World Patient Safety Day
Calls to action and key messages
Governments
Create an enabling environment for patient engagement for safe, rights-based and people-centred health care
- Prioritize patient safety and patient engagement in health policy agenda
- Ensure that it applies to all health care settings where health care is provided and that it is sufficiently resourced
- Include patients and their representatives in national governance structures and engage them in co-designing policies and service delivery
- Adopt laws for patients’ engagement and participation in co-creation of safe health care
- Enact and implement laws recognizing patient safety as a health right
- Create formal mechanisms for participation of patients in health care safety improvement
- Establish the principle and practice of openness and transparency throughout health care, and foster a culture of continuous learning
- Ensure patient and family experience of harm informs the design of law, policy, education and delivery of health services
- Develop guidance for patient reporting systems, informed consent, patient access to their medical records, and disclosure to patients of adverse events that have or could have caused inadvertent harm
Health care leaders and managers
Commit to patient and family engagement to enhance safety in your organization
- Advocate development of patient safety and patient engagement laws and policies and implement them at the facility level
- Develop institutional standards for patient safety and patient and family engagement
- Make services patient centred, based on the cardinal principle of “what is important for patients and families”

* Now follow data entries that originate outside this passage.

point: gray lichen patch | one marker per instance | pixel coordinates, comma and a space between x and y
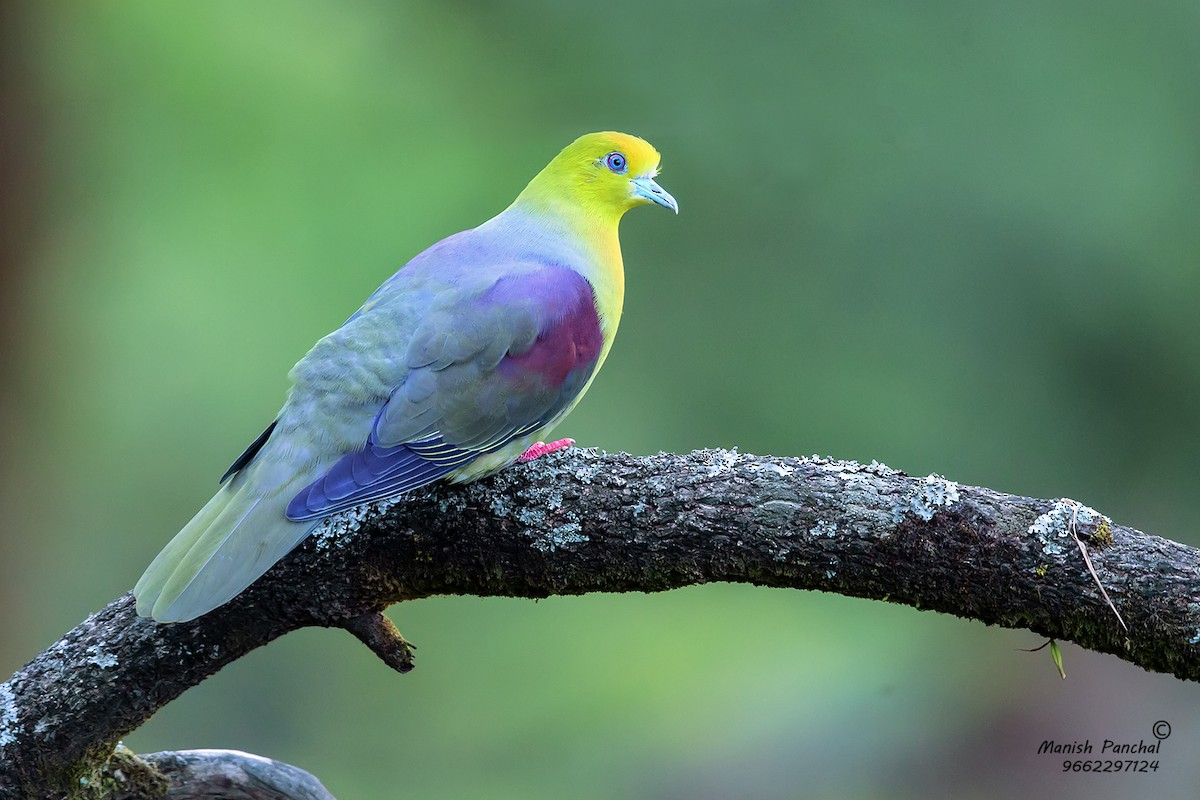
934, 493
561, 536
825, 528
1053, 529
341, 528
7, 716
100, 657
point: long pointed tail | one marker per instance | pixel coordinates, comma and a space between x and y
227, 546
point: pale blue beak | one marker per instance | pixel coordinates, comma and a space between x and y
646, 188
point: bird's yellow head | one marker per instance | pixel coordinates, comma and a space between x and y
601, 174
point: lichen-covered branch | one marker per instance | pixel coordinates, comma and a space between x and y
586, 522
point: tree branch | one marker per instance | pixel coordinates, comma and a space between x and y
583, 522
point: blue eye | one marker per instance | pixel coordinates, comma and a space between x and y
616, 162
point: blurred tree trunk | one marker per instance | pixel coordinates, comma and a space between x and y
21, 206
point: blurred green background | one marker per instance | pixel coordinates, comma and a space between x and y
955, 238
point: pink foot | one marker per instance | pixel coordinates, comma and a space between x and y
543, 447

- Create a culture of openness and transparency and learn from patient experiences for safety improvement
- Institute and implement policies for robust informed consent, patient access to their medical records, emergency escalation systems that patients and families can trigger, and harm disclosure
- Create reporting mechanisms and encourage patients, families and caregivers to report harm and unsafe practices
- Ensure that experiences of patients and families are an integral part of patient safety efforts in the health facility
- Empower patients and families for shared decision-making
- Include patients and families – especially those with experiences of avoidable harm – in organizations’ policy- and decision-making structures and processes
- Ensure care processes support information-sharing and joint decision-making
- Develop information materials on clinical procedures and their risks to enhance patients’ safety awareness
- Provide communication and patient engagement training to health and care workers and build their skills to better understand patient perspectives and concerns
Health and care workers
Engage patients and design their care with them
- Collaborate with your patients to shift the paradigm from care designed for patients to care designed with patients and promote shared decision-making
- Identify “what matters most” to patients and work with them to meet their expectations, needs and preferences
- Use every opportunity to educate patients and families about their health and health care, and maintain ongoing dialogue with them to encourage trust, and satisfaction
- Support patients in managing their own health, and train families to deliver care and report danger signs
- Practice and promote openness and transparency
- Ensure that patients are informed about their rights and responsibilities and safeguard their rights within your facility
- Disclose safety incidents to patients, families and caregivers in a transparent manner
- Be the voice of your patients and advocate patient and family engagement for safer care
Patients, families and caregivers
Be an active partner in your health care – safety starts with you!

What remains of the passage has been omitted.